Gene expression in pyloric caeca of Atlantic salmon spanning the transition from endogenous to exogenous feeding
The expression profiles of chitinases and CHS in pyloric caeca of Atlantic salmon spanning the developmental transition to external feeding were obtained from an RNA-seq dataset available through ArrayExpress under the project number E-MTAB-8306 and was generated as described previously (Jalili et al. 2019). Differences in expression levels compared to day 0 was tested by comparing means of expression using a Wilcoxon test with the function “stat_compare_means” in the R-package “Ggpubr” using the default “wilcox.test” parameter. The p-values were adjusted for multiple testing. Genes with low expression (TPM < 1) were removed before the co-expression analysis and quality control of the resulting genes was conducted using the function “goodSamplesGenes” in the “WGCNA” package in R (Langfelder and Horvath 2008) with the argument “verbose = 3”. The co-expression analysis was carried out using the minimum biweight midcorrelation (“bicor”) function in the “WGCNA” package with the argument «maxPOutliers = 0.05» and genes with a correlation value above 0.69 was referred to as co-expressed genes. Gene enrichment of the co-expressed genes was done using KEGG enrichment with the function “kegga” from the “limma” package in R (Ritchie et al. 2015) and the argument «species.KEGG = “sasa”» and the universe specified to be only expressed genes. The p-values returned by “kegga” were not adjusted for multiple testing.

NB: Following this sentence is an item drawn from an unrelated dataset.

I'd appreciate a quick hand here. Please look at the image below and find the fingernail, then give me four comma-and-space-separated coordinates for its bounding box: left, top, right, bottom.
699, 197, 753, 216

Chromatin accessibility in pyloric caeca
ATAC-seq reads from pyloric caeca of Atlantic salmon were downloaded from ArrayExpress (E-MTAB-9001). Read mapping and ATAC-peak calling was done using BWA (v.0.7.17) (Li and Durbin 2009) and Genrich v.06 (https://github.com/jsh58/Genrich) as described in detail in Bertolotti et al. (2020).

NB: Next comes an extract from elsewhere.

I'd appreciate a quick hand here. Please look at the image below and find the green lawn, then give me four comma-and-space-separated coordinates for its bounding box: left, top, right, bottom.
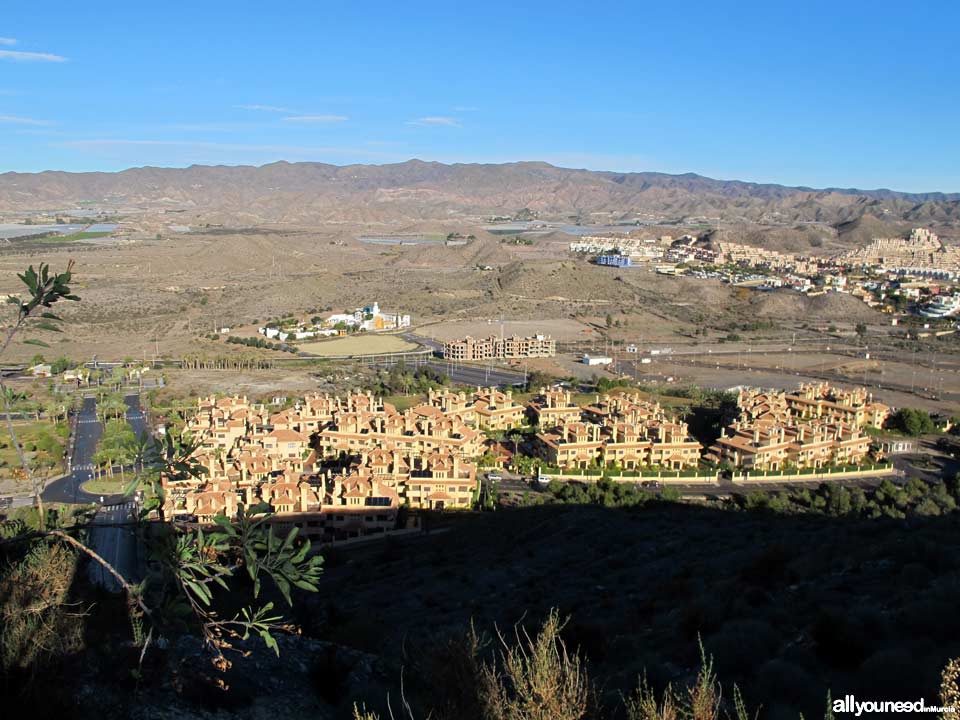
80, 475, 129, 495
0, 420, 69, 477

Transcription factor motif enrichment
DNA sequences from open chromatin (i.e. within ATAC-seq peaks) around TSS (1000bp upstream to 200bp downstream) of chitinase- and CHS genes were used for transcription factor motif scan and enrichment. The scan and enrichment was carried out using SalMotifDB (Mulugeta et al. 2019), a tool for analyzing putative transcription factor binding sites in Atlantic salmon. Consensus motifs were obtained using the “ggseqlogo” package in R.
RESULTS
Phylogenetic analysis of chitinase protein sequences
The annotated Atlantic salmon genome (ICSASG_v2) includes 12 genes with strong homology to mammalian chitinase genes (see Supplementary Table 2 for gene IDs, proteins accession numbers, and names given in this paper) belonging to the family 18 of the glycoside hydrolases, as classified by the carbohydrate-active enzyme (CAZy) database (Drula et al. 2022). To investigate the evolutionary history of the chitinase gene family in fish we reconstructed phylogenetic trees of genes within the glycoside hydrolase family 18 orthogroup. The species selection was designed to include vertebrates that have experienced different numbers of whole-genome duplications. All species share the two whole-genome duplications occurring in the ancestor of all vertebrates, and except gar, all fish speciesshare an additional whole genome duplication at the base of the teleost lineage (Ts3R), while Atlantic salmon, rainbow trout and Coho salmon share an additional fourth salmonid-specific whole-genome duplication event (Ss4R) (Figure 1A).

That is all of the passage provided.